Lost in a Fantasy: Skyrim, Red Dead Redemption, and the Appeal of Virtual Worlds
I have been disappearing a lot lately, slipping off by myself for hours. My wife has definitely noticed, and I know that some of my friends have taken note. It’s hard to reach me when I disappear, and ever harder to drag me back to the rest of my life and my roles and responsibilities. The place I’ve been disappearing to? It’s the northern-most province of the continent of Tamriel, a land a mountains ,mist, snow, and stone. Its rivers run clear and fast; its weather is frightful and harsh, surpassed only by its ever-present predatory fauna. It’s a place called Skyrim, and it is entirely fake. Like many others in the past several months, I have flung away untold hours—hundreds and hundreds of hours—to Bethesda Softworks’ The Elder Scrolls V: Skyrim. A single-player role-playing game (RPG) set in the above-described land during a period of political strife and apocalyptic tidings, Skyrim is in many ways an archetypical American fantasy RPG.
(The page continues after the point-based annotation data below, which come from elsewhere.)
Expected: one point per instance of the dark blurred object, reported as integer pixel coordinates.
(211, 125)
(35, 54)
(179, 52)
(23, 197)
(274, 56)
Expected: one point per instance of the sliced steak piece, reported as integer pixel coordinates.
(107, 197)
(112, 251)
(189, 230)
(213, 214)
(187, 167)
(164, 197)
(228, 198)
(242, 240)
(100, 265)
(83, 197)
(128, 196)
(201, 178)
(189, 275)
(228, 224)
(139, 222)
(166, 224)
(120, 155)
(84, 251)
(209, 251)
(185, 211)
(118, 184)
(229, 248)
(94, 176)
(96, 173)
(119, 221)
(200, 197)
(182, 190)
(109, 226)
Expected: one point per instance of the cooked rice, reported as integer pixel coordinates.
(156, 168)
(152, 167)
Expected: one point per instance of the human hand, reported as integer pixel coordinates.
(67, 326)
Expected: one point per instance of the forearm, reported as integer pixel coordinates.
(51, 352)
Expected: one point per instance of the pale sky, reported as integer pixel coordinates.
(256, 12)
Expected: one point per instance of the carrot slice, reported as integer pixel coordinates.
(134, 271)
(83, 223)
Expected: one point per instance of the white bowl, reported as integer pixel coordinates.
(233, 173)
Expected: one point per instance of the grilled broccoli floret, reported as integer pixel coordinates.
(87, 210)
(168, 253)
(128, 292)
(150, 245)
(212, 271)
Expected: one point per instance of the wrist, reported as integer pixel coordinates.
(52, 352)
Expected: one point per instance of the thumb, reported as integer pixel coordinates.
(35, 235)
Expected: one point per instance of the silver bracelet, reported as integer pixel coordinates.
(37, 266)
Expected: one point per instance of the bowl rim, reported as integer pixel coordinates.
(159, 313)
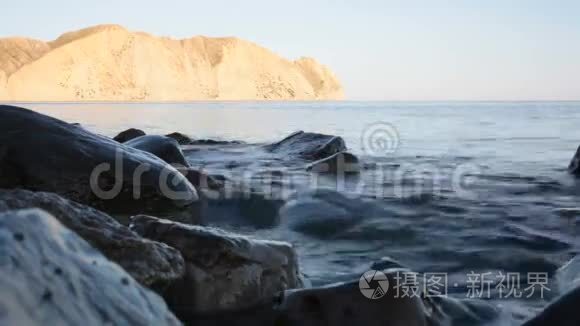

I’ve always enjoyed video games, and in my first few years in high school, I was an enormous fan of high fantasy of this sort, but things change. I left behind fantasy at some point, enjoying The Lord of the Rings when it came on TV, but devoting more of my interest to the generic pleasures of art cinema and Westerns in recent years. Video games have remained a constant, but in the past few years my gaming time had been more or less exclusively devoted to three product types: NCAA Football from EA Sports, Sid Meier’s Civilization, and Rockstar Games’ open-world action games like Grand Theft Auto and Red Dead Redemption.Why I wanted to try out Skyrim I cannot precisely say. The TV ads were well made, but so are those of many other video games, and this material did not intrinsically speak to me. There I was on a random evening in December though, walking a few blocks to rent Skyrim from a Redbox stand. I have been missing real life on and off ever since that night.